Windows, Mac and Linux regularly update their operating systems to fix issues with performance, issues with security and possible faults within the system. Older operating systems can be prone to attacks as the manufacturers do not provide support or fixes for any problems you may face. Operating systems give you the option to keep your system updated automatically, so you don’t have to run updates manually. This ensures that one is protected and doesn’t have to worry about new criminals exploiting your system.

6- Backups

Backups will not prevent any infection from entering your system or organisation, but they will assist with avoiding significant data loss. However, data recovery after most attacks is not always at 100% because the data recovered could have changed minutes after the last backup.

Prevention Is Better Than Cure.

In the previous sections, we learned how to prevent your system/organisation from getting infected. But, of course, it is always better to avoid any infection or attack as it may lead to data loss; this is why backups play a crucial role in any organisation.

Once you or your organisation has been infected, a few actions can be performed. First, it is Best Practice to immediately remove the infected PC from the network, preventing the infection from spreading to other workstations.

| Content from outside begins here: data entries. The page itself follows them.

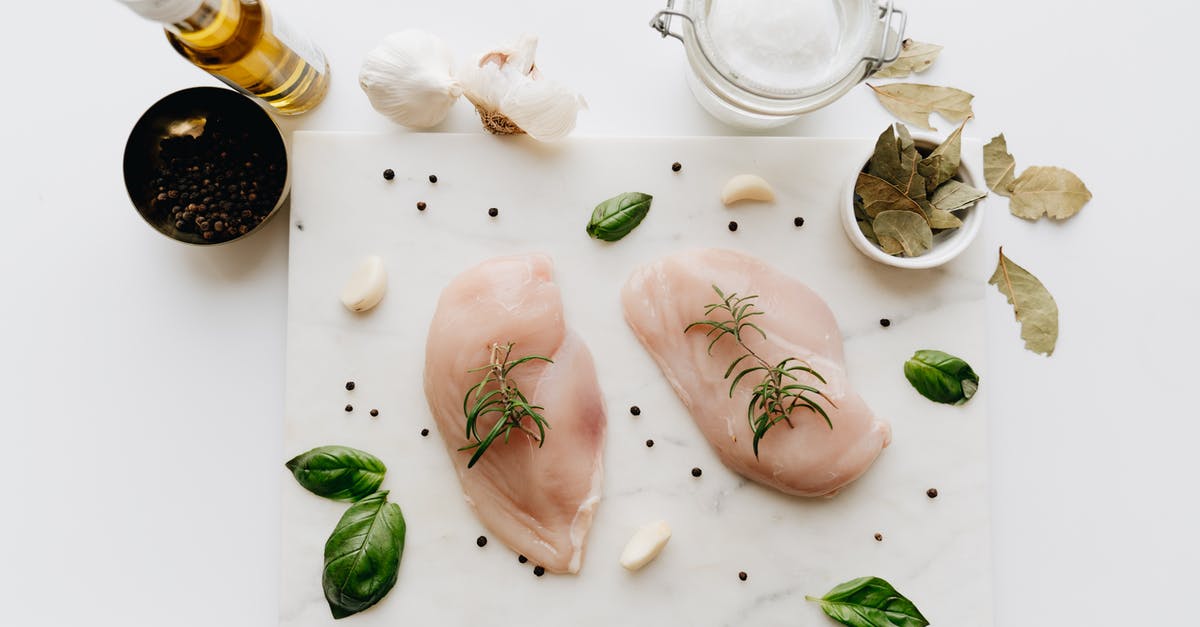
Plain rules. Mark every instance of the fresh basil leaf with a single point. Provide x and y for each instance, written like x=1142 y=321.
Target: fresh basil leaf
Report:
x=363 y=555
x=341 y=473
x=941 y=377
x=870 y=602
x=617 y=216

Secondly, remove all files relating to the attack or infection. A good antivirus should already assist with this. The antivirus would immediately detect any attack or infection as it arrives on the system and should intercept these files before they can latch onto anything. The antivirus will also block any executable from running. If you are dealing with a ransomware attack, removing the files will remove the ability to decrypt the encrypted files, even after you paid.

Prevention is better than cure as it will have almost no impact on your business while trying to cure an attack or infection might bring your business down for a few days. In addition, the recovery of infected files and data and removing the attacker’s executable files will only add unnecessary expenses.

To conclude, always ensure that your systems and antivirus are up to date. If you do not have an antivirus, be sure to get one. Run regular backups, so if anything does happen, you can recovery real-time data. If you do not have a firewall at your organisation, make sure to get one installed, it might seem costly at first, but it will pay off if there is an infection or attack. Finally, think before you download or open any files you receive. Remember, if it looks suspicious, it is suspicious. You are dealing with criminals, after all.